Many Learning Management Software (LMS) buyers are overwhelmed by dizzying pricing pitches of different LMS vendors, each one positioning their price to be the best. On the surface, many web based LMS look like a fantastic deal. Be a smart buyer. Know how much LMS products would really cost before subscribing to one. Find out your options in this review of the costs and pricing models of learning management systems.
There’s no one-size-fits-all costs and pricing model of learning management systems. The final price depends on your specific requirements, such as: number of learners; course content; learning period; collaboration with teachers; support; and other add-on features. In general, the costs are based on three factors:
Licensing fees give you access to course content and LMS features, such as, skills gap analysis, progress tracking, and reporting. This is the main price of the LMS and often published as the lowest range to entice you (for example, “as low as $10”). Here’s a tip: always expect to shell out more than the published rate.
A setup fee may be charged to install the software in your server or computer, or create your user account in the vendor’s server. This can be a hidden cost; vendors are known to indicate a setup fee will be charged, not on the homepage, but in the the fine print of terms and conditions.
Meanwhile, a support fee may be pitched as an add-on to train your group on how to use the LMS tools or troubleshoot for glitches. Some vendors offer this LMS feature for free as a come-on or as a limited feature during the demo period.
The varying pricing models used by LMS vendors seem to make us compare apples to oranges between products. The trick is to analyze the features and calculate the final price and see which LMS product comes at the top. But before you can do this, you need to know the standard pricing models used by most LMS vendors.
You are charged with a flat fee per user per month no matter how much training you get. The training may be limited to a module; using another module may loop you into another flat fee. This setup can also include a one-time setup fee. This pricing model generally hovers around $5 per user per month, but for bigger groups the price can be scaled down to $0.50.
This model can be tricky. Confirm the vendor’s definition of “per use.” It can be per module, per course, per elements in the course, or per minimum number of learners. Expect to find this finer definition in the details, so check the terms. LMS using this model can range from $0.50 to $10 per learner per course depending on vendor specifics and size of your group.

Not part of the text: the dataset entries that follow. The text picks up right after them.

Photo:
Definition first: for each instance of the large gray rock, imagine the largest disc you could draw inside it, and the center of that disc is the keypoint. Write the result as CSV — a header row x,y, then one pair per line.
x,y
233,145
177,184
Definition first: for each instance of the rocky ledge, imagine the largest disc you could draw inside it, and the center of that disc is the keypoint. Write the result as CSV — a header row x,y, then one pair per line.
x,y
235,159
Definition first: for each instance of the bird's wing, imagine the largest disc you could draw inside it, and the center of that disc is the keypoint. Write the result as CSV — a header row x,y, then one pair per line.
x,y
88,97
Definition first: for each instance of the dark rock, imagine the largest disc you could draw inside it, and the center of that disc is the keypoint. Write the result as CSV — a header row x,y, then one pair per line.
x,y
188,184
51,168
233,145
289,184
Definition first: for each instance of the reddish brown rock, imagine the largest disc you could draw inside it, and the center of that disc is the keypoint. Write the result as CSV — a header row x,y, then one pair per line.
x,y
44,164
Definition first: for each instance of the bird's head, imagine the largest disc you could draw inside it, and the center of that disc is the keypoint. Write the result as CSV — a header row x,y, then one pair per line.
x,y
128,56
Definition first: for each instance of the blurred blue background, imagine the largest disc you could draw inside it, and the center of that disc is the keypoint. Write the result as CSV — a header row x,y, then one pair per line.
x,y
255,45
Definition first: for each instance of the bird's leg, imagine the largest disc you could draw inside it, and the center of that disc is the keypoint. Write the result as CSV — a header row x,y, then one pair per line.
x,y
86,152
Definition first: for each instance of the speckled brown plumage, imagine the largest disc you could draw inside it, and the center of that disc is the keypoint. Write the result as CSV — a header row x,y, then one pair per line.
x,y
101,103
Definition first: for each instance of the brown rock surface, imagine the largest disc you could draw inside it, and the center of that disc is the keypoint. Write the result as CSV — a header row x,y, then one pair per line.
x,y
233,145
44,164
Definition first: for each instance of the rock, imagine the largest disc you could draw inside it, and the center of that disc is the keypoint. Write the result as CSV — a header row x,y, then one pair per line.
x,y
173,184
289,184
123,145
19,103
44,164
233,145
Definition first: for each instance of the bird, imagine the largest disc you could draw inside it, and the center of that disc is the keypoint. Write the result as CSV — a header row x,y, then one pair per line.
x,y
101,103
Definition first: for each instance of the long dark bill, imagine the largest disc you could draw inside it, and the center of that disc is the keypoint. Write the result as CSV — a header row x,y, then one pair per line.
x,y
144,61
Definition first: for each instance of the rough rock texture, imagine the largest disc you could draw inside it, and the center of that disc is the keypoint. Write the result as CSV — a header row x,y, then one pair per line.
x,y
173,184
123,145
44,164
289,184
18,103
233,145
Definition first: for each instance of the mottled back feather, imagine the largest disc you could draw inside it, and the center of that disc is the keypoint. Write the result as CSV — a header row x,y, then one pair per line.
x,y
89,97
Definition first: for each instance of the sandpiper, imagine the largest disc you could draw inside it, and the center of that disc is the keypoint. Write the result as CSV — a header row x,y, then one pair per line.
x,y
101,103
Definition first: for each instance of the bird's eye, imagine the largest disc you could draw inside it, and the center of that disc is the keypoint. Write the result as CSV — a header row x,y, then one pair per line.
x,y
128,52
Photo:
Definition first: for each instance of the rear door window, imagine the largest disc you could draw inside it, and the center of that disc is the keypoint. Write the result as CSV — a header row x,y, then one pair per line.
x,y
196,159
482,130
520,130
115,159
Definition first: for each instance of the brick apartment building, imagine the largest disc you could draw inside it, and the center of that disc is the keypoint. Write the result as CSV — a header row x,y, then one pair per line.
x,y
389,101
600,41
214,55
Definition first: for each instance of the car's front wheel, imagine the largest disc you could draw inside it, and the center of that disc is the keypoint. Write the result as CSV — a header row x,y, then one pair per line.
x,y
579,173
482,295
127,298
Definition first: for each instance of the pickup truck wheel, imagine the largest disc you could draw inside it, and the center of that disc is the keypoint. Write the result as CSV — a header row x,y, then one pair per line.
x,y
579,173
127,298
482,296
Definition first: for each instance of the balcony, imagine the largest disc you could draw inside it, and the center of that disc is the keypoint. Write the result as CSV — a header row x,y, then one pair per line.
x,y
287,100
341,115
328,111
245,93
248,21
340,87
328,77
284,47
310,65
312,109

At the outset this model looks expensive, but check the terms; they can be cost-effective if you’re into LMS for the long haul. You are charged with a one-time upfront fee to use the software for the entire course duration, or it can also be an annual or monthly license fee as long as you use the LMS. Furthermore, watch out for annual support fee. This pricing can range from $500 annual license to $20,000 up for a one-time license.
These are the standard pricing models and it’s likely you’ll come across any of them once you do a comparison of the costs and pricing models of learning management systems. But bear in mind there are other pricing models that may be specific to a product or a variation of the two or all of the models above. With a good grasp of standard LMS pricing, it should be easy to discern which pricing works for you.